Taggart and Bristol were not about to embark on a new IC design when the M377 did everything needed for a portable scope. Even forgetting about the 2-3 year development time, there was nothing the M377 couldn’t do functionally and do well.

They hired me to help with implementing the M377 in the TDS540. The M377 was repackaged in a 44 pin J-lead package with just a big heat sink on top and soldered onto the ECB. ECB space was even tighter than the 11K plugins, and the M377 definitely ran hotter.

I also sold another Portable Scopes group on using the M377 as it was exactly what they needed too. I believe this became the 2245, 2245A, 2247, 2247A, and 2252 series. Thus the M377 is used in more than just the 11K and TDS500 series scopes.

My principal job in Portables was to redesign the M377 with the new SHPi process. It would be known as the M777. Bob Woolhiser left Tek’s excellent CAD group and worked with me to implement the M777.

I left Tektronix in April 1991 before the M777 was finished, but it was in capable hands. Woolhiser had responsibility for the M777. Woolhiser implemented the 250 MHz BWL filter in place of the 100 MHz BWL filter in the M377. He too moved on and Rich Huard finished the M777.

The M777 is bond pad compatible in every way with the M377, but faster. And because of the extra bandwidth, it was also a little noisier.

The M377 had a long life, still in production after Maxim Integrated bought the Tektronix IC facility (Building 59). Part of the purchase agreement was support for the Tektronix IC processes, including SH3, SHPi (that included p-channel JFETs), and CPi (included high speed complementary PNPs). I cannot speak with authority about these later years.

There was a chip that included the input IC for the TDS540 series that Art Metz originated and I adapted using the p-channel JFETs.

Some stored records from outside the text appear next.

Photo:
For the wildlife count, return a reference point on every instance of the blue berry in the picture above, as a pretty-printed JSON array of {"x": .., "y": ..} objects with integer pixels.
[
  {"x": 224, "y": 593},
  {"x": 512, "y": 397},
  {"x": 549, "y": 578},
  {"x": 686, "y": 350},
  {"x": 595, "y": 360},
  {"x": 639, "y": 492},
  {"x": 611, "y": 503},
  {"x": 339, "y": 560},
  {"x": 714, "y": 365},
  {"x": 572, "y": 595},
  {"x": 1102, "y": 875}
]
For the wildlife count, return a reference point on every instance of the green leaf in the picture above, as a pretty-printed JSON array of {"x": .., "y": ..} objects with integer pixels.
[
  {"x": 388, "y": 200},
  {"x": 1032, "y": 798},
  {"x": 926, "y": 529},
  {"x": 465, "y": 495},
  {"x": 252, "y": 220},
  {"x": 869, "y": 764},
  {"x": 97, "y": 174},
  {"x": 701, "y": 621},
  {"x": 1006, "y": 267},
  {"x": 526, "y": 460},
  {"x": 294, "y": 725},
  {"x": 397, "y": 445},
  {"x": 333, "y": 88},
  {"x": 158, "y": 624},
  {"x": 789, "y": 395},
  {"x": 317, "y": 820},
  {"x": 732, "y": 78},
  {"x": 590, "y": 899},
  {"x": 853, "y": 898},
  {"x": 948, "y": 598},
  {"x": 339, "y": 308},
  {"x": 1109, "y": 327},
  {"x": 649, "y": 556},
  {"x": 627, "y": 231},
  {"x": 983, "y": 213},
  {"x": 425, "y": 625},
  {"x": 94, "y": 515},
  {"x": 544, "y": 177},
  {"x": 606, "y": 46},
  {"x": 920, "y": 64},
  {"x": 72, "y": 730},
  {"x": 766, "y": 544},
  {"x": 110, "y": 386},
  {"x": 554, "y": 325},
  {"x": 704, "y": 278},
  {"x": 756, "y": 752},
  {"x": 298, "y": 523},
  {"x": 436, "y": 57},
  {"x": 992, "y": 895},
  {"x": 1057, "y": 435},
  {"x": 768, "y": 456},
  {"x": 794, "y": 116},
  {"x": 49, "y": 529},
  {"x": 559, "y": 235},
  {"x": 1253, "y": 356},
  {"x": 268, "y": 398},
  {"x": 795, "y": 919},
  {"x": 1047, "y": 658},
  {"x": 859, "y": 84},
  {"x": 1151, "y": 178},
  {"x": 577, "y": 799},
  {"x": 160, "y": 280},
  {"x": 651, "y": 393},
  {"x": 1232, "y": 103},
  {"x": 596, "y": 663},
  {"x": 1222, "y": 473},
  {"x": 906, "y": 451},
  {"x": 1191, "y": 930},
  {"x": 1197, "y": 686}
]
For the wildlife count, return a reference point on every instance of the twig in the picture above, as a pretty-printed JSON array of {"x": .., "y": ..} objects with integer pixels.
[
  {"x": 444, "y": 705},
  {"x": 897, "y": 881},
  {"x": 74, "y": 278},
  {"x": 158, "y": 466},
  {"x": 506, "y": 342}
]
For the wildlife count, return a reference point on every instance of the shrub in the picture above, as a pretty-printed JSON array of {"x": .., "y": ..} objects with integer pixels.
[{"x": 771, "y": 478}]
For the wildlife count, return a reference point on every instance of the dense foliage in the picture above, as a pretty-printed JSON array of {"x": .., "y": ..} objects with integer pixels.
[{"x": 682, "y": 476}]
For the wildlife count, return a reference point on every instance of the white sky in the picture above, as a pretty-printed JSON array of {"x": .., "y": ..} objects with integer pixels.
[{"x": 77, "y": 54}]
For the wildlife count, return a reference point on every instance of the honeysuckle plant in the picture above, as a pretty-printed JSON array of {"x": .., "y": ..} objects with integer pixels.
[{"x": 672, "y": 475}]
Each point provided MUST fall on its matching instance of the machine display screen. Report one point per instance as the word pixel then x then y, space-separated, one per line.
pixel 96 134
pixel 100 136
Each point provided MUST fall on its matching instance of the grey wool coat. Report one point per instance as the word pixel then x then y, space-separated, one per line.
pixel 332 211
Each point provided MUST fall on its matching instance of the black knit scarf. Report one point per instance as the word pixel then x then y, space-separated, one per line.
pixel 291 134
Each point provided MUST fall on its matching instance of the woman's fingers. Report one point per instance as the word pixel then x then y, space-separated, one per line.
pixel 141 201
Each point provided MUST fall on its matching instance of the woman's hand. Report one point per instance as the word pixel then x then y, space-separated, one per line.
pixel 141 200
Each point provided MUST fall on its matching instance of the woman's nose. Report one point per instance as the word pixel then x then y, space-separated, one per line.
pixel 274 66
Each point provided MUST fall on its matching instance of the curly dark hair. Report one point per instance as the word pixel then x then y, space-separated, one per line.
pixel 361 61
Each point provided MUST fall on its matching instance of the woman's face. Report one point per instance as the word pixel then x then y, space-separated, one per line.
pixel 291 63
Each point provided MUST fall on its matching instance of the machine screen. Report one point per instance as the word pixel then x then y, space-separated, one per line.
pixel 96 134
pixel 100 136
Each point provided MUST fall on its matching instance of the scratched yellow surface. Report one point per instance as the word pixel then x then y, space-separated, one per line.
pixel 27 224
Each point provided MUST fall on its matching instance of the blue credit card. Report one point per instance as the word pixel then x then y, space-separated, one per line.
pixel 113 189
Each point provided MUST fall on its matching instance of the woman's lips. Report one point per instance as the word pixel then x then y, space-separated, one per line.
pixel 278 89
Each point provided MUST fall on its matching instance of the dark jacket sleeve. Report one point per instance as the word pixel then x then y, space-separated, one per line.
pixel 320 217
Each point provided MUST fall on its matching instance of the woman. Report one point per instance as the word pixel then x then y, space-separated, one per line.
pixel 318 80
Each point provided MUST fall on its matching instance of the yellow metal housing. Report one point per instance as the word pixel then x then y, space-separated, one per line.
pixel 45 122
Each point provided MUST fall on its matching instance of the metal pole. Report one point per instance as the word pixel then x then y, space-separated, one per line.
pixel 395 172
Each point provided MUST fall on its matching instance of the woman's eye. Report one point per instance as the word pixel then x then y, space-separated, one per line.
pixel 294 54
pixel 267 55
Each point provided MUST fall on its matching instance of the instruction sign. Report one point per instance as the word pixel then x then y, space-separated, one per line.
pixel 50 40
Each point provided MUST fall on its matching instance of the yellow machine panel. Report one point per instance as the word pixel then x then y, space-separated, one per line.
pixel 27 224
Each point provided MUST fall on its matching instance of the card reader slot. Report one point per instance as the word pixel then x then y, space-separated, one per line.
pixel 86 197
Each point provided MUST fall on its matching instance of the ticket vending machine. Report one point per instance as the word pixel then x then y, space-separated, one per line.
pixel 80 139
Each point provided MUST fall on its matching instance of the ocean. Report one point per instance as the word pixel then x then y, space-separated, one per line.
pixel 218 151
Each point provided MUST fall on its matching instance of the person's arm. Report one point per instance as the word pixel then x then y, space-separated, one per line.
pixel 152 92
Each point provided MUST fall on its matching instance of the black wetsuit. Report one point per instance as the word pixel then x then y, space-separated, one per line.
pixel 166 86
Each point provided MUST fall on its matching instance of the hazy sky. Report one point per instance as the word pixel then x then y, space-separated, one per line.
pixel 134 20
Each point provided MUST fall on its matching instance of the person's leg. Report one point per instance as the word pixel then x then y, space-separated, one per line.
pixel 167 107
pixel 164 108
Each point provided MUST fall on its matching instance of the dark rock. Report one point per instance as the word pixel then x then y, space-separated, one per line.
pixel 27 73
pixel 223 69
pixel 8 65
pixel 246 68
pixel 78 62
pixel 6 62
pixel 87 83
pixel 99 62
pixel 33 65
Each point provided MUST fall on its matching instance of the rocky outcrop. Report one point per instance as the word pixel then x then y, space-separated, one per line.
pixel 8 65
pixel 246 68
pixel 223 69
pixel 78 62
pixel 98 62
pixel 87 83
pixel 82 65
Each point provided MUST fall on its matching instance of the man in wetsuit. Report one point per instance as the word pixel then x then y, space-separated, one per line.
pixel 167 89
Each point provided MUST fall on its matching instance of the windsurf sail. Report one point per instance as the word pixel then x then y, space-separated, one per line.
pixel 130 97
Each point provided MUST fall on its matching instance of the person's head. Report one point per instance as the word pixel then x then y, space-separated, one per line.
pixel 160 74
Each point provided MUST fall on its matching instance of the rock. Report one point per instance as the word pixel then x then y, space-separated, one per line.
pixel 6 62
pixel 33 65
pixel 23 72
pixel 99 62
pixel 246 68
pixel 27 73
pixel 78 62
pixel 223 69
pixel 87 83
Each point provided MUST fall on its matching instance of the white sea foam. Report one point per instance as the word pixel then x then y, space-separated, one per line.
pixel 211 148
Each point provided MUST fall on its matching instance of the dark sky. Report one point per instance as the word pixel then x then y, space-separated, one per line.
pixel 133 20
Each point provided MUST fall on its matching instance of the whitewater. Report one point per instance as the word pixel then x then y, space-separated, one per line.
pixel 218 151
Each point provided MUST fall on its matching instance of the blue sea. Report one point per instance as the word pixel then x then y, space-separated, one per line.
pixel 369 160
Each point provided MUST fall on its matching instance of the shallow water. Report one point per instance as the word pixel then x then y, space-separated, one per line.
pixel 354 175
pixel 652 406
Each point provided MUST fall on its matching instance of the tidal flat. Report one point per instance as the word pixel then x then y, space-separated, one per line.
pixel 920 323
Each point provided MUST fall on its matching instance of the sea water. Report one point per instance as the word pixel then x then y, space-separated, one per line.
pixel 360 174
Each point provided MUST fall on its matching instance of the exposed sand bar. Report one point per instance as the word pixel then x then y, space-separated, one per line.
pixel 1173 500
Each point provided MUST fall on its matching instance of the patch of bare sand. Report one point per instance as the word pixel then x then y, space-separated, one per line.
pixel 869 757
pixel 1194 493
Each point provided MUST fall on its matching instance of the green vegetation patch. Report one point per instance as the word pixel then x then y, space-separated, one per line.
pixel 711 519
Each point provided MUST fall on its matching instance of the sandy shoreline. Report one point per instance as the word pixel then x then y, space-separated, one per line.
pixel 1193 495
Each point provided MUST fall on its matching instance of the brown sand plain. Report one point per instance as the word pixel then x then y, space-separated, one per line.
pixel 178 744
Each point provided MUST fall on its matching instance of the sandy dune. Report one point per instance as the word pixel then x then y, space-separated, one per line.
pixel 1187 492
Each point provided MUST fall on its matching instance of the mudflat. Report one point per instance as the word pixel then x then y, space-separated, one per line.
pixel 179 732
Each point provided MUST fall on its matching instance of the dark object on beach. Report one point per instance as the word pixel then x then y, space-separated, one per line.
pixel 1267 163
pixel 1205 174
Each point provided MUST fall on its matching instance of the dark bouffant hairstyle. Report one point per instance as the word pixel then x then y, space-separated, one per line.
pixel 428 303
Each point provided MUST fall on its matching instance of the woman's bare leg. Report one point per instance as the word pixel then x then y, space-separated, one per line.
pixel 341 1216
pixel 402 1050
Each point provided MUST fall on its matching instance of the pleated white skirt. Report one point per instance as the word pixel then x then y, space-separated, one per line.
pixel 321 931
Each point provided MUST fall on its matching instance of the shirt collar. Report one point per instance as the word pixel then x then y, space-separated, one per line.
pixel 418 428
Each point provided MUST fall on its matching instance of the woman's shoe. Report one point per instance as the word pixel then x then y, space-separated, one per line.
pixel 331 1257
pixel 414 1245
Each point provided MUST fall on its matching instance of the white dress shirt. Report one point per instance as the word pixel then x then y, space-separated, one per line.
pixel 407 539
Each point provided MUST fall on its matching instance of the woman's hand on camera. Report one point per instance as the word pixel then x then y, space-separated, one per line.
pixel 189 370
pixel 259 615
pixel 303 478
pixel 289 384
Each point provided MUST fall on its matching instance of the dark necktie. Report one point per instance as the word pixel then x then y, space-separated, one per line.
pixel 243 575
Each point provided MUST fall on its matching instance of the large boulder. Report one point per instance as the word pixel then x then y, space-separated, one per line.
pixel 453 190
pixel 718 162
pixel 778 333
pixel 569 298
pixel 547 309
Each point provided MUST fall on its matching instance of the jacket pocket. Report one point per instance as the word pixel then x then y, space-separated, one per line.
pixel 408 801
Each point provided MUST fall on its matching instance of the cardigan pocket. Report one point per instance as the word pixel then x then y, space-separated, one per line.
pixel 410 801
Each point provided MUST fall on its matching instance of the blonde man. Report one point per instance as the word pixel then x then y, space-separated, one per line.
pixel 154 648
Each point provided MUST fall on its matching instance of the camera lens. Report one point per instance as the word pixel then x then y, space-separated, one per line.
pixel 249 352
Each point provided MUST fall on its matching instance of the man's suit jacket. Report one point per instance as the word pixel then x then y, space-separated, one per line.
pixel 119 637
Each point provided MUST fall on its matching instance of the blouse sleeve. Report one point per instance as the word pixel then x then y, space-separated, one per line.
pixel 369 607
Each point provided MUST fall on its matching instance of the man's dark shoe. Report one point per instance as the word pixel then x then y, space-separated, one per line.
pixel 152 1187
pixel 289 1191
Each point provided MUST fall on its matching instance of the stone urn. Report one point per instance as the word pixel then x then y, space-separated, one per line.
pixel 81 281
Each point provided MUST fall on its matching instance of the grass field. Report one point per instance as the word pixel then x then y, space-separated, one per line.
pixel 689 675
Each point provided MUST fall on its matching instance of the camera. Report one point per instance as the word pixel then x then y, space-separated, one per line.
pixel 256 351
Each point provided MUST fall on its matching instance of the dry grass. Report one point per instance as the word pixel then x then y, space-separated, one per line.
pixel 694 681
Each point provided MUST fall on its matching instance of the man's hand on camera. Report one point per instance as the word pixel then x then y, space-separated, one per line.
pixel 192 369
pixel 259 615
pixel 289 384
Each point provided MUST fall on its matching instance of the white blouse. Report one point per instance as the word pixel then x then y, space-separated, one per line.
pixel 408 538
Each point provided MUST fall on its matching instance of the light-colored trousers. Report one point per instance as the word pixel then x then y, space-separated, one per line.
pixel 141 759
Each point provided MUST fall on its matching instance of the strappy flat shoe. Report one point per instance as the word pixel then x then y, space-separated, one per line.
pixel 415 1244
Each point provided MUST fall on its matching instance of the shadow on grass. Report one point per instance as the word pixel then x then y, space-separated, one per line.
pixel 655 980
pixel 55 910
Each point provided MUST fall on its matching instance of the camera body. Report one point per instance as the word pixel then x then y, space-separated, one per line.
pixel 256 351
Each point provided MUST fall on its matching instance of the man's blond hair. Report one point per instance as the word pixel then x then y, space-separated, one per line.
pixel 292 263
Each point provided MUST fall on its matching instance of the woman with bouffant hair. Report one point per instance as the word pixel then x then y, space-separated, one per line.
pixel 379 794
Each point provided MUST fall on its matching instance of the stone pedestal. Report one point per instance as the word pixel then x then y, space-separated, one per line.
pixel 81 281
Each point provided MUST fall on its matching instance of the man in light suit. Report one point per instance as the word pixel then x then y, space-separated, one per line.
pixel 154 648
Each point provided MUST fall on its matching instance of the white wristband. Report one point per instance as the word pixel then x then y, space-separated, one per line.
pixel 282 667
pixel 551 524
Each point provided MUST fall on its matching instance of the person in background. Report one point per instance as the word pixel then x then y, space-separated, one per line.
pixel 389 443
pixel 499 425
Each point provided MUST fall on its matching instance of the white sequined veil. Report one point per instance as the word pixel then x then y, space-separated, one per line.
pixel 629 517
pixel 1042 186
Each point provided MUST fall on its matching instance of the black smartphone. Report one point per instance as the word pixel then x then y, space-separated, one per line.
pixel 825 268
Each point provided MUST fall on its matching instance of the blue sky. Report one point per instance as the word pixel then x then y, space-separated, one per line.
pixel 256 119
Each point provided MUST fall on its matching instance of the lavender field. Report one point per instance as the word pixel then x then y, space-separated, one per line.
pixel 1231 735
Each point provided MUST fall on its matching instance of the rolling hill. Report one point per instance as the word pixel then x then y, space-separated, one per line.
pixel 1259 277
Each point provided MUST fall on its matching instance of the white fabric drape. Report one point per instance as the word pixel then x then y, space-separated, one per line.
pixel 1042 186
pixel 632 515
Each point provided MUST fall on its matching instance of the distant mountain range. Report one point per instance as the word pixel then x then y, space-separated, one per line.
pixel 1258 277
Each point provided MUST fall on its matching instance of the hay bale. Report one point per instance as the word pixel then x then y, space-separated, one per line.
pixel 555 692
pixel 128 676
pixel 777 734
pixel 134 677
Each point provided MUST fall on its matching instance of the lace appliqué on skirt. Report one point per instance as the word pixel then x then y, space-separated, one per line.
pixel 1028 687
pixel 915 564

Eventually, I believe, the two chips were combined into a new IC based on both these designs, although I am not sure of this. However, I believe the M377 and M777 continued in production until Maxim stopped.

There was some friction between Maxim and Tektronix as Maxim was bound by contract to supply legacy parts. Eventually (about 1997) the Tektronix processes went out of production.